Additional Information and Where to Find It
This communication does not constitute a solicitation of any vote or approval. PHI intends to file with the SEC and mail to its stockholders a proxy statement in connection with the proposed merger transaction. PHI URGES INVESTORS AND SECURITY HOLDERS TO READ THE PROXY STATEMENT AND ANY OTHER RELEVANT DOCUMENTS WHEN THEY BECOME AVAILABLE, BECAUSE THEY WILL CONTAIN IMPORTANT INFORMATION about Exelon, PHI and the proposed merger. Investors and security holders will be able to obtain these materials (when they are available) and other documents filed with the SEC free of charge at the SEC's website, www.sec.gov. In addition, a copy of PHI's proxy statement (when it becomes available) may be obtained free of charge from Pepco Holdings, Inc., Corporate Secretary, 701 Ninth Street, N.W., Room 1300, Washington, D.C. 20068. Investors and security holders may also read and copy any reports, statements and other information filed by Exelon or PHI with the SEC, at the SEC public reference room at 100 F Street, N.E., Washington, D.C. 20549. Please call the SEC at 1-800-SEC-0330 or visit the SEC's website for further information on its public reference room.
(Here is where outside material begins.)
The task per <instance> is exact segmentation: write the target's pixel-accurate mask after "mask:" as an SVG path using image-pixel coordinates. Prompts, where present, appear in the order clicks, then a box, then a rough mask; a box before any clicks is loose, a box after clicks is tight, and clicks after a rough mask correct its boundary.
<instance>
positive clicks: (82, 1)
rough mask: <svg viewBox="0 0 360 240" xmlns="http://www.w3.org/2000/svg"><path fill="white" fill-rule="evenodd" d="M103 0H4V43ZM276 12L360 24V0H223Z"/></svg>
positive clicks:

Participants in the Merger Solicitation
Exelon, PHI, and their respective directors, executive officers and certain other members of management and employees may be deemed to be participants in the solicitation of proxies in respect of the proposed transaction. Information regarding Exelon's directors and executive officers is available in its proxy statement filed with the SEC on April 2, 2014, in connection with its 2014 annual meeting of stockholders, and information regarding PHI's directors and executive officers is available in its proxy statement filed with the SEC on March 25, 2014, in connection with its 2014 annual meeting of stockholders. Other information regarding the participants in the proxy solicitation and a description of their direct and indirect interests, by security holdings or otherwise, will be contained in the proxy statement and other relevant materials to be filed with the SEC when they become available.